Berita

Terjebak Banjir 3 Jam di Daan Mogot, Warga Pilih Kembali Pulang daripada Berkantor

Advertisement

Banjir yang menggenangi sejumlah titik di Jalan Daan Mogot, Jakarta Barat, pada Kamis (29/1/2026) pagi, menyebabkan kemacetan parah yang menghubungkan Jakarta dengan Tangerang. Salah seorang warga, Valentina N., mengaku harus terjebak macet selama tiga jam dan akhirnya memutuskan untuk kembali pulang tanpa sempat berangkat ke kantor.

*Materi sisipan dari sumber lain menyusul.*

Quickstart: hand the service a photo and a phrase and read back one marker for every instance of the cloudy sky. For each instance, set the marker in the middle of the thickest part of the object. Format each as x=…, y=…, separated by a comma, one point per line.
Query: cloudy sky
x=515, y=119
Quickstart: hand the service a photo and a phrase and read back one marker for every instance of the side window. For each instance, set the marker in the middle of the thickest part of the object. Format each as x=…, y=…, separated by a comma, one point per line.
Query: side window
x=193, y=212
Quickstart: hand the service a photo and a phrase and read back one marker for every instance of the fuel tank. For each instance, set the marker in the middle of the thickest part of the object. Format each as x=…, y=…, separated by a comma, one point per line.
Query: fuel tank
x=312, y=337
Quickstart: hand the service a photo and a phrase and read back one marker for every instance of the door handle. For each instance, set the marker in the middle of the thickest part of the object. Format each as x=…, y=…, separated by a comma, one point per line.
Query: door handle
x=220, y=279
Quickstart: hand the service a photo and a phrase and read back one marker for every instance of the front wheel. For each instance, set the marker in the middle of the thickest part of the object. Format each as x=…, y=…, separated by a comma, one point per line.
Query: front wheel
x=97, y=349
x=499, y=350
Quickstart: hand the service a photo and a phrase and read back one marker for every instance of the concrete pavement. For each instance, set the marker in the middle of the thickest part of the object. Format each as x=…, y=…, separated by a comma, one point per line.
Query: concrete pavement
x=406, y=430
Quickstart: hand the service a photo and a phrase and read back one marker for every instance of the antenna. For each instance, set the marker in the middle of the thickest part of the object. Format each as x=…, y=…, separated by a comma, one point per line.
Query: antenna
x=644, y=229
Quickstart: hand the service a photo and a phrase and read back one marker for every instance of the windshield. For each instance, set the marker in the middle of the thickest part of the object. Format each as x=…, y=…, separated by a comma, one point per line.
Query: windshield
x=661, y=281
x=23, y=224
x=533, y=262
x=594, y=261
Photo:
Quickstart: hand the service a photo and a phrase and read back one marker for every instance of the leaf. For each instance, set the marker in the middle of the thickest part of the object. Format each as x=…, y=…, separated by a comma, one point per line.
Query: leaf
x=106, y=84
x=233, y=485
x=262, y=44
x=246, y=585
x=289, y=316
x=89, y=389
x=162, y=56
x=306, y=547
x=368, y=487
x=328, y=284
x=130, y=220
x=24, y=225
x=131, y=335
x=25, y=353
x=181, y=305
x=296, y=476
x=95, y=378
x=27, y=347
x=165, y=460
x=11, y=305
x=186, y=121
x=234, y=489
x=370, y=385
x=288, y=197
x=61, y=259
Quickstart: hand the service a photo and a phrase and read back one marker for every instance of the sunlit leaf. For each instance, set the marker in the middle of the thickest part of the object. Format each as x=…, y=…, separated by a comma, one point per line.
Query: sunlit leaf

Keterlambatan Akibat Genangan Air

Valentina menceritakan pengalamannya berangkat dari rumah di Cengkareng menuju kantor di Grogol pada pukul 07.00 WIB. Ia menggunakan skuter matik dan sudah menemui genangan air di beberapa titik seperti Tegal Alur, Taman Kencana, dan Taman Palem sebelum akhirnya terjebak kemacetan parah di dekat Halte Pulo Nangka.

“Motor mogok yang kecil ya,” ucapnya saat melihat sejumlah motor mati mesin dan turun dari kendaraan karena ketinggian banjir yang mencapai lebih dari 30 cm, atau setinggi lutut orang dewasa, di dekat Halte Pulo Nangka.

Ia menambahkan bahwa kemacetan mulai terasa sejak dari Taman Palem. Sekitar pukul 08.20 WIB di kawasan Rawa Buaya, ia sudah merasakan situasi mulai kacau akibat banjir yang semakin dalam.

Keputusan Kembali Pulang

Setelah berjuang melewati kemacetan selama kurang lebih dua jam, Valentina akhirnya memutuskan untuk kembali ke rumah. Ia sempat mencoba pindah ke jalur cepat, namun kemacetan tak kunjung terurai.

Advertisement

“Aku pelan-pelan jalan ke jalur cepat, ya nunggu 2 jamlah sampe ke Halte Jembatan, baru tuh fotoin deh, dan stuck di situ, cuma jalan lagi sampai Halte Pulo Nangka tapi nggak sanggup lihat banyak motor mogok, jadi puter balik deh pulang,” ujarnya.

Situasi lalu lintas semakin tidak teratur dengan adanya pengendara yang melawan arah dan menggunakan jalur Transjakarta. “Dan itu pun masih menyiksa karena kendaraan sudah nggak beraturan jalannya, ada yang lawan arah, lewat jalur busway , ada yang diem karena mogok, ya chaos deh,” keluhnya.

Harapan Penanggulangan Banjir

Valentina berharap ada solusi konkret untuk penanggulangan banjir di Jalan Daan Mogot, terutama yang disebabkan oleh penyumbatan saluran air akibat sampah. Ia menekankan pentingnya pengelolaan sampah yang baik sebagai langkah pencegahan.

“Mending sampah diolah yang bener dan banjir yang terjadi di Daan Mogot karena sumbatan air sebenarnya, balik lagi karena sampah yang tidak dikelola dengan baik. Menurut saya nggak usah modifikasi cuaca, percuma buang uang, dampaknya pun jadi ke daerah lain kasihan,” tuturnya.